DANON: I think it’s very hard. I know it’s hard for you, as Americans, to understand that sometimes we cannot influence the outcome. Many of them – Danny, why you don’t sit down and, you know, compromise and let’s move on? But it is not the case. And I don’t think today we are in a position of actually coming and dictating the Palestinians what will be the outcome. We saw, you know, what happened in Gaza. And by the way, when we – before the elections, we were worried about the elections. And our American friends in the administration told us back then, no, don’t be worried. You know, it’s – we need to promote democracy. And Hamas took over Gaza. So I don’t think we are in a position of dictating or supporting the Palestinians, but we are here. And we are – we will wait, and we’ll welcome, one day, the dialogue.
President Trump will present his peace plan in the near future, right after the elections. We don’t know the details of that plan, but we said we will be open-minded. And we will look at it, and we’ll discuss it. On the other end – the Palestinian side – exactly the opposite – said we are not going to discuss it. We are not going to look at it. We do not accept the U.S. as mediators, and we do not accept the Israelis as partners. So, you know, the same example I gave about Egypt – that sometimes, you know, things can change immediately. Maybe it will happen, also, with the PA for the good side. But also, we have to take into consideration that it’s going to be for the bad side. So you can have elections in Judea and Samaria, and Hamas can take over. And you can have exactly the situation you have today in Gaza in Judea and Samaria. So you have to take all of those aspects into consideration.
MEAD: If you had to take a personal guess, how long do you think it might be before we would see an Israeli-Palestinian peace agreement?

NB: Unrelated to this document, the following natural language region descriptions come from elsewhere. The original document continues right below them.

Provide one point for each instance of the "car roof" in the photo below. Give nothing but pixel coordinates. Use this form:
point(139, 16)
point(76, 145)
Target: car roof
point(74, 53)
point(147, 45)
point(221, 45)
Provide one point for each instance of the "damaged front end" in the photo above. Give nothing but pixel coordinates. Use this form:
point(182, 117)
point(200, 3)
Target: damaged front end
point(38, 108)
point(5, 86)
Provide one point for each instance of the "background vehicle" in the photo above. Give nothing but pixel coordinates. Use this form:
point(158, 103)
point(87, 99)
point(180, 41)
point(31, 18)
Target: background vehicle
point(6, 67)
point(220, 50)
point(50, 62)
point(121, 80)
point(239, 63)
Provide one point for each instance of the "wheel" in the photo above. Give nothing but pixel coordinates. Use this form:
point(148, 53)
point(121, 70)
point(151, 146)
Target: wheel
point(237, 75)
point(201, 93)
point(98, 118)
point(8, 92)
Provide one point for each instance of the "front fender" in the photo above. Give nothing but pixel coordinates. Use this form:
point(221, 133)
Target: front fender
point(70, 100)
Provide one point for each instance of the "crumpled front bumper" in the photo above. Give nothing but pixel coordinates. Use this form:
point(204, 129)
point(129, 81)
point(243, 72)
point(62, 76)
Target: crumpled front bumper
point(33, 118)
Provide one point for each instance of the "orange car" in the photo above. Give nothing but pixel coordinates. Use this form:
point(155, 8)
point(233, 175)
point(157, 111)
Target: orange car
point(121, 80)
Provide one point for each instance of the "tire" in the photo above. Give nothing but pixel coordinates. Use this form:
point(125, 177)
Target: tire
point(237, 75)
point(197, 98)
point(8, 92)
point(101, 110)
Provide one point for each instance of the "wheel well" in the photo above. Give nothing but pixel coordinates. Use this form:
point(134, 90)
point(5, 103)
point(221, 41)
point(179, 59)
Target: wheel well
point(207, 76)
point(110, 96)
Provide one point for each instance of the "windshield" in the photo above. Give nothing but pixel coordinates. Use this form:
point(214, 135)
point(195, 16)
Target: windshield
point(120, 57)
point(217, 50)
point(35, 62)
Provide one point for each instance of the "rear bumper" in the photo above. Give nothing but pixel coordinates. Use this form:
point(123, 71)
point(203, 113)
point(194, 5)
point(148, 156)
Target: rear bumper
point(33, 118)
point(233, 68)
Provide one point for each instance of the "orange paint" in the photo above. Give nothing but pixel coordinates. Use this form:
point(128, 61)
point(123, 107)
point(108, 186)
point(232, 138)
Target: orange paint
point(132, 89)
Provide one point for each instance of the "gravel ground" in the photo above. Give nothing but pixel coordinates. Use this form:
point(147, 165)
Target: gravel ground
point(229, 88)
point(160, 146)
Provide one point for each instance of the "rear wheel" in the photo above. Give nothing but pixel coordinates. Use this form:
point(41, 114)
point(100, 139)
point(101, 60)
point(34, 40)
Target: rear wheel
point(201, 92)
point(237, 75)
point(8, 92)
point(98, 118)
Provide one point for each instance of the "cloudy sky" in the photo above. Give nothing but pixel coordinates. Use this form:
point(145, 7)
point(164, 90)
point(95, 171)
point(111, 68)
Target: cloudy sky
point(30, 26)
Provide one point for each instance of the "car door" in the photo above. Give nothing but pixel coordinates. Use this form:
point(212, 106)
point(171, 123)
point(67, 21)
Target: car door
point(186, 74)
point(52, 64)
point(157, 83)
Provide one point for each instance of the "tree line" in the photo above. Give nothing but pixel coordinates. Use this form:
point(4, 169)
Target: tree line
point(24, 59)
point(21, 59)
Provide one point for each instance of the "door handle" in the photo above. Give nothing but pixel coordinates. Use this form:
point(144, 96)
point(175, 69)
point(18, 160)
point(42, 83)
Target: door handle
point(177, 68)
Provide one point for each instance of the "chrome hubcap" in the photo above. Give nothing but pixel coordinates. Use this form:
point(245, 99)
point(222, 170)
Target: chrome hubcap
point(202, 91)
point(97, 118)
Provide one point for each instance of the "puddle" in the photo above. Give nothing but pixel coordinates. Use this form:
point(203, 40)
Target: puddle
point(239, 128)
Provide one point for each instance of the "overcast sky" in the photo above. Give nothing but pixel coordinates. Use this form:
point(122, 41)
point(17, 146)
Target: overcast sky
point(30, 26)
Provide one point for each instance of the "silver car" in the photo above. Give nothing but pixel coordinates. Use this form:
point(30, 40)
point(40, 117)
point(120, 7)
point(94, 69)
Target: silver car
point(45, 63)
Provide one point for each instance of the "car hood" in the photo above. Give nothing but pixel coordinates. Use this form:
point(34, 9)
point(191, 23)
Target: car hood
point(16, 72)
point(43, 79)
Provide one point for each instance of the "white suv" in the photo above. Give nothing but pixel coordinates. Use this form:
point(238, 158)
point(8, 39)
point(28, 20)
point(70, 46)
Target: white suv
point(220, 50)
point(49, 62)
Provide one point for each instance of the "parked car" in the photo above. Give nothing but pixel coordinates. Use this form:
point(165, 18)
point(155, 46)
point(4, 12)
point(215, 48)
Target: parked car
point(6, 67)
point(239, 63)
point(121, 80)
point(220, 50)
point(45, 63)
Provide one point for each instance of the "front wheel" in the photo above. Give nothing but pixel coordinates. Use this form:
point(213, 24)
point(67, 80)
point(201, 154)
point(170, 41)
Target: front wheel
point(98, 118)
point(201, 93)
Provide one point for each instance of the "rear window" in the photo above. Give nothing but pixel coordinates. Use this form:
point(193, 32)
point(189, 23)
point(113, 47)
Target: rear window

DANON: That’s something where – I will try to be optimistic. I think you need to raise a generation without hate. And today, when you look at the curriculum of the Palestinians and you see that they are paying salaries – they’re paying 7 percent of their budget every year to convicted murderers who killed innocent Israelis and Americans – 7 percent – it’s like $500 million a year. Instead of building schools, they’re paying salaries. So I think it will take a generation that will be educated – that you don’t need to hate the Jews. You don’t need to hate Israel. You can have disagreements. You can have – and then you will – can actually – can move forward and have a real dialogue. And today, unfortunately, when you have Palestinians who never met an Israeli – by the way, when I was a child, we used to have a dialogue because we used to go and visit those villages. They used to come and work in our villages. Today, you will not have any dialogue between Palestinians and Israelis. So – and you will stop any Palestinian kid in HaMa’ala, and you will speak of him – speak with him about Israelis. You know, he will be full of hatred. So I think we need to stop that, and then you can speak about having a real, genuine peace.
MEAD: All right. Well, listen. I know that all of us have found this to be just a fascinating conversation and that you’ve been, I think, very detailed and responsive in your answers. At Hudson, we are a strong believer that the United States can only be an effective leader and presence in the world when we have allies and when we work with our allies. We very much understand that Israel is one of these important allies and the relationship is of long standing. And we at Hudson have long enjoyed close relations with many of our counterparts in Israel. So we thank you for coming. Hope to see you and your colleagues again. And please tell Ambassador Haley we want to be invited to the parties as well.
DANON: I will. Thank you very much.
MEAD: All right. Thank you very much.